また、新しい王の下では第一配下として天堂騎士であったとか。
俺のような平民とは全く違う世界にいたのだろう。
「あー、わかった」
俺が前に出ると、クラスは一気に静まり返った。自慢ではないけど、こう見えて結構モテる方だ。
…と、
ズシッ
「なっ…!?」
「昴!」
不意に、今まで感じたことのない、大きな"気"が背中にのしかかった。零も感じ取ったらしい。
しかし、振り返った目線の先には、金髪の映える髪を2つにくくった美しい少女と、同じ髪色の爽やかな青年が立っていた。

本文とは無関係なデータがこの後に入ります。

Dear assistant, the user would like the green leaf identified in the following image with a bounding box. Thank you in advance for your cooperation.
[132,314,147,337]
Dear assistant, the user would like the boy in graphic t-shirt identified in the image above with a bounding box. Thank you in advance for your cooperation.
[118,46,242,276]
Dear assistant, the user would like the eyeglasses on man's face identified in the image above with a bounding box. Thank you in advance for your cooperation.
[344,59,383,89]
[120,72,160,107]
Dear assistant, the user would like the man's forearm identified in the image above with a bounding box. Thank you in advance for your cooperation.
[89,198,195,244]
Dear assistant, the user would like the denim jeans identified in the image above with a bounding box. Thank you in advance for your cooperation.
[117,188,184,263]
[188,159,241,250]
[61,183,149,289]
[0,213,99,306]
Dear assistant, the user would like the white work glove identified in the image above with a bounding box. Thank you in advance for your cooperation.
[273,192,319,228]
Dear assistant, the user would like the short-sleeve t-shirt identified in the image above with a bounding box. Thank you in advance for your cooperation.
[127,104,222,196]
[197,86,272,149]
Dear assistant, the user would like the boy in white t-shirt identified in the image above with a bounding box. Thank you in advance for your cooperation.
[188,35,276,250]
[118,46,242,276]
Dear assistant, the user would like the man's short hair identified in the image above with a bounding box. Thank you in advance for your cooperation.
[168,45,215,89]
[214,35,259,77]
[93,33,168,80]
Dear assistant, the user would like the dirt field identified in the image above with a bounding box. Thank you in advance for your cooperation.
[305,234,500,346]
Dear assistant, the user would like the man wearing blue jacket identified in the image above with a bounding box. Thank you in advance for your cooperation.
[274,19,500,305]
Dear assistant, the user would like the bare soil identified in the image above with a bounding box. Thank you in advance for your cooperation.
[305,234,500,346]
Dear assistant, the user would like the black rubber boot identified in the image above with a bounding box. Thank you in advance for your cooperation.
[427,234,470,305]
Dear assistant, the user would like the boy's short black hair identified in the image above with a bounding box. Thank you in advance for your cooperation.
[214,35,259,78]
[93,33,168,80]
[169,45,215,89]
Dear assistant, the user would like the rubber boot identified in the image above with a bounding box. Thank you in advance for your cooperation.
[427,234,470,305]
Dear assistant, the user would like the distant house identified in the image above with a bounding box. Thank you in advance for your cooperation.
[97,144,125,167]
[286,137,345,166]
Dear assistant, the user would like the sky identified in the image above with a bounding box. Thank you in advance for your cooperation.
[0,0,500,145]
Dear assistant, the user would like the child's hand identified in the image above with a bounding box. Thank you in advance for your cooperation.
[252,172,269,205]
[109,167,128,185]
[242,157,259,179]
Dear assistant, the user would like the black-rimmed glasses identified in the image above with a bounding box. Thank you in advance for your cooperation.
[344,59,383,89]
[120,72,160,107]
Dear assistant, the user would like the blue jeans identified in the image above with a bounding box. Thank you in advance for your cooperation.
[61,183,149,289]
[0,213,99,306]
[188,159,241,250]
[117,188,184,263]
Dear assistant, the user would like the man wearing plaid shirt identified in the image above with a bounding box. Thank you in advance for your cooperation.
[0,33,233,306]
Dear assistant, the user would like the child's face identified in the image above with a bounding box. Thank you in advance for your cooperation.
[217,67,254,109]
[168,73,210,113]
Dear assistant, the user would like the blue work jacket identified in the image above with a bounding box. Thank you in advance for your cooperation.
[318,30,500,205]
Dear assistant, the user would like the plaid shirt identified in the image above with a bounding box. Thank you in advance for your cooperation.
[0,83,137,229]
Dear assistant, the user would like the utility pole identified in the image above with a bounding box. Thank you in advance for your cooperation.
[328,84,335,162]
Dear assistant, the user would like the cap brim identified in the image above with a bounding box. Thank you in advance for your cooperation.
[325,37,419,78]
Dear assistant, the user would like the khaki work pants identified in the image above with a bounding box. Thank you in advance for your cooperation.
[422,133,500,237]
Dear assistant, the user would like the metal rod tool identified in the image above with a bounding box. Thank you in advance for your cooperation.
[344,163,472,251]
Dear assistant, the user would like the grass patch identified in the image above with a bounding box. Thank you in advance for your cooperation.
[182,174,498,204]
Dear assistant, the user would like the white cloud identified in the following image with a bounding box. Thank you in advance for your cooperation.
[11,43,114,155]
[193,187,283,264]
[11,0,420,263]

零はすぐに時間を止める呪文を唱え、戦闘の構えをとる。
「お前ら…何者だ?」
「このクラスの転校生よ」
少女は俺の前に立ち、オレンジゴールドの大きな瞳を瞬いた。
「ふざけないで。死にたいの?」
「天音…どうする?」
「浜崎、相手はエンジェルよ」
その時、開けっ放しだった教室のドアから誰かが入ってきた。
「ごめんよっっ遅れてしまったよっっ」
間抜けな声を挙げながら入ってきたのは深い緑の髪色をした、隣のクラスの男子だった。
「錬!どうしてあなたは…」
実は錬こと、赤井 錬もエンジェルだ。しかも、新しい王の第三配下である。
「天音、なんか…」
「大丈夫そう?だよね」
時間を止まらせていた術を解こうとした2人を見て、昴は零に一喝する。
「零!あいつら逃げるぞ!」
「わかってるわよっ!」
すぐさま陣を描き始めた。
「ステラス・キルクルス・ルーメン・スタビレム!」
零の描いた魔法陣は発光して、"天音"と"浜崎"に当たり、封印する、
はずだった。
「…なっ!!?」
魔法陣は2人に当たる前に、消え失せてしまっていたのだ。
息を呑む昴達。
「さぁ、朝のホームルームを始めましょ」
"天音"はそう言い、時間を止めていた術を解除した。
-そう、ただの魔法陣を破るなど、少し強い魔物でもできる業。
ただ、この時あの2人は、指一本でその業をやってのけた。しかも、たった一人の指で。
そしてこれが俺と2人の出会いだった。
………………………
「浜崎 竜彦と椎名 天音、ね」
「なんか聞いたことあるわ」
放課後の屋上。
爽やかな春の陽気が、さんさんと降り注いでいる。
3人でここに集まる為に、昴達は大変な努力を要した。それは、とりまきを破ることだった。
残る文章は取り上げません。